Opening with the sprawling jazz rollick “Falling Down A Mountain,” Tindersticks almost seem to be toying with its fans’ perception of the band. New drummer David Kitt allows his percussive know-how to shake, rattle, and pop with jubilant verve providing, an instantly danceable backbone for the players to build upon. Terry Edwards’ trumpet coasts along washes of ambient guitar feedback, while Staples’ call-and-response mantra, “Baby won’t you come on, baby come on/ Falling down a mountain,” is wonderfully echoed by Dan McKenna’s bass line.
In fact, energetic arrangements hallmark Falling Down A Mountain, from the effortlessly catchy retro sunshine pop of “Harmony Around My Table” to the Velvet Underground-reminiscent “Black Smoke.” To a lesser degree, the flamenco guitars and Southwest-inspired landscapes of “She Rode Me Down” sustain this energy, but in the shadow of stronger songwriting elsewhere on the album, the track feels like a sheep in wolf’s clothing.

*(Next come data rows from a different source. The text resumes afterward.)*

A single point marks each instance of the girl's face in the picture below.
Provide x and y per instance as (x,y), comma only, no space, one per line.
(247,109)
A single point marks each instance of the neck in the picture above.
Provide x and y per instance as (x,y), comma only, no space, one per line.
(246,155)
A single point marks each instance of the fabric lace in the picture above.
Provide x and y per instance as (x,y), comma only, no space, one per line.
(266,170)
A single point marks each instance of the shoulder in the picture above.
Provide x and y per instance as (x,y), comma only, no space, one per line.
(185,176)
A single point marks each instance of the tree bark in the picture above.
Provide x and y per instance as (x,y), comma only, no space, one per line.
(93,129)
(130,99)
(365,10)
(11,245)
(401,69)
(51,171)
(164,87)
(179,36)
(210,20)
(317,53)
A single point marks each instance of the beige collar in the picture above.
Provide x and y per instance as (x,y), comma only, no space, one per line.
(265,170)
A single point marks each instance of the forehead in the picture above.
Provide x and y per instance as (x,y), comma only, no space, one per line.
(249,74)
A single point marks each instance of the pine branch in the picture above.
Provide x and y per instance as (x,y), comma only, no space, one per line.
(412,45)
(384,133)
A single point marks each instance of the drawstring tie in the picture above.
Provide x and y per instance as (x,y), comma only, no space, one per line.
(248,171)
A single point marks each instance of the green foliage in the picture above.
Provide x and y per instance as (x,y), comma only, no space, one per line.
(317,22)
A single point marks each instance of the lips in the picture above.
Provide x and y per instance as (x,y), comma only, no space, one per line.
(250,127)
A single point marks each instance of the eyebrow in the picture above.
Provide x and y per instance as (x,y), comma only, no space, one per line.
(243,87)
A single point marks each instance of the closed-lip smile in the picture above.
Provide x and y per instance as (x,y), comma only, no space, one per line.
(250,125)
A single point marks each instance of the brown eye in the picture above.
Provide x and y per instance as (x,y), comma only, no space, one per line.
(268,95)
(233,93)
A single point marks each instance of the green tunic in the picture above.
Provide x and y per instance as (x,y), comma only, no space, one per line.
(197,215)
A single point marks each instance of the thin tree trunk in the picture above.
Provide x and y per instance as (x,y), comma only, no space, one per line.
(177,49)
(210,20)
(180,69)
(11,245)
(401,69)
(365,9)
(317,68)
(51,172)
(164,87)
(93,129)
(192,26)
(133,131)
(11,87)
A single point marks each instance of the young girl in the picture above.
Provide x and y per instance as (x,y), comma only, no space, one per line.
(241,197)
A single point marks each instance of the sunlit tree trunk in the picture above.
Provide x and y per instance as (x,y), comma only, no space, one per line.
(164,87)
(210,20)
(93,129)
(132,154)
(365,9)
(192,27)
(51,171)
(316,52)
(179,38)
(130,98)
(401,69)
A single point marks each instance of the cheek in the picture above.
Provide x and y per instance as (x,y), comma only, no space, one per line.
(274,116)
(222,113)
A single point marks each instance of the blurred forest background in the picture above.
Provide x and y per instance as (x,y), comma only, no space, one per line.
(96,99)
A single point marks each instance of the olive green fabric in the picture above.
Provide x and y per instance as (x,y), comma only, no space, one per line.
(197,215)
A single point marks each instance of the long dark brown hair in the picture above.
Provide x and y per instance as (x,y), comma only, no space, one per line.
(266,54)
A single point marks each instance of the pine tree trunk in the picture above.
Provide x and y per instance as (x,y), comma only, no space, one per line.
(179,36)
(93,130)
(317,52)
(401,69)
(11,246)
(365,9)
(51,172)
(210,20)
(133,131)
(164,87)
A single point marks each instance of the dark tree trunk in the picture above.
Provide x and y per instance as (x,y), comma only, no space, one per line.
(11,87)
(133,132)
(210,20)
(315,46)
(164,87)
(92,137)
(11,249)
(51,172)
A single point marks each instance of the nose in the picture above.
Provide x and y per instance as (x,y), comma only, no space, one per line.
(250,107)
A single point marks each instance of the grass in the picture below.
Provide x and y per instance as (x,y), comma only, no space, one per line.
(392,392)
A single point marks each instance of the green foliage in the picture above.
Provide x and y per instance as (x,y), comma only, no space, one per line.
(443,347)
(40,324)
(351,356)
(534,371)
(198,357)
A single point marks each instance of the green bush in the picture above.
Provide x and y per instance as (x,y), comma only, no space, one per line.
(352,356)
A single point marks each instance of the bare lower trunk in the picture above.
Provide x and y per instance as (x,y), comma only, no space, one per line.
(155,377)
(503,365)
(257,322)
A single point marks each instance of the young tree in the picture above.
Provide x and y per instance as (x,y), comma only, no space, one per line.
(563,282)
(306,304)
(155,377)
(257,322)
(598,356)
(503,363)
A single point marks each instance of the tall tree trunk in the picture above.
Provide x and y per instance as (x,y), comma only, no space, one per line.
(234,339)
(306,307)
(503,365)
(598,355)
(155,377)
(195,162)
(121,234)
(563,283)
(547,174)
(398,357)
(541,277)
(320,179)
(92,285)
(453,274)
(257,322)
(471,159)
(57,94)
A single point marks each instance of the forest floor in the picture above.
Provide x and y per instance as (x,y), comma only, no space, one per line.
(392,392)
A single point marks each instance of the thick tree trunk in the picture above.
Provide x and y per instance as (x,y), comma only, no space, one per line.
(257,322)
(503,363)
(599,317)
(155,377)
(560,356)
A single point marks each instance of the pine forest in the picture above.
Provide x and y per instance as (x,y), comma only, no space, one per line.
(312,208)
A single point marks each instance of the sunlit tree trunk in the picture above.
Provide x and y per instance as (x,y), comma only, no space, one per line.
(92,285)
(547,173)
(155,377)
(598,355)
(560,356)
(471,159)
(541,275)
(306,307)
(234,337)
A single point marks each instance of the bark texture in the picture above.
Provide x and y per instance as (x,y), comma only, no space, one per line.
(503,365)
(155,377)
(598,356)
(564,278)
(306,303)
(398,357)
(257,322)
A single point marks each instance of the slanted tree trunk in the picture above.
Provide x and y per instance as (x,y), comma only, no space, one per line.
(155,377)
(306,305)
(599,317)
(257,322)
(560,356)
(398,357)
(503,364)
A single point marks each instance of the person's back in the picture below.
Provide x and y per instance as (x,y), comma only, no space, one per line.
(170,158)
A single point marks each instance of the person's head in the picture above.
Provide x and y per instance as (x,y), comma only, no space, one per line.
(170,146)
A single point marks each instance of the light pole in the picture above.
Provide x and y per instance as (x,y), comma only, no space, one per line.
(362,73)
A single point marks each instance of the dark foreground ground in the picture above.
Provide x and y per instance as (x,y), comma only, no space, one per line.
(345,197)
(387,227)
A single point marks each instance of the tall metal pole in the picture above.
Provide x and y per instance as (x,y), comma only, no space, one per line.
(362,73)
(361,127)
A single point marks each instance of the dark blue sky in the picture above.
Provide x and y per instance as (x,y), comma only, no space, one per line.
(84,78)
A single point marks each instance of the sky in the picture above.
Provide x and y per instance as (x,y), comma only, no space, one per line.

In true Tindersticks form, some of Falling Down A Mountain’s strongest moments also come in the form of tender balladry. “Peanuts,” a duet with reclusive Canadian singer Mary Margaret O’Hara, is a deceptively simple track about the sacrifices, big and small, one often makes for love. “Keep You Beautiful” is a seductive Bacharach-inspired arrangement made more stoic by Staples’ delicate delivery. While penultimate track “Factory Girls” begins with simplistic piano tinkering that crescendos into a swell of epic chamber pop with David Boulter’s masterful piano playing cascading down the arrangement like stardust.
The album closes with “Piano Music,” an oddly arranged, string-laden instrumental that makes for an appropriate ending to an album of such unlikely beauty and hard won joy. While not the definitive Tindersticks album, Falling Down A Mountain is a compassionate, delicately rendered collection of songs that warrants repeated listening.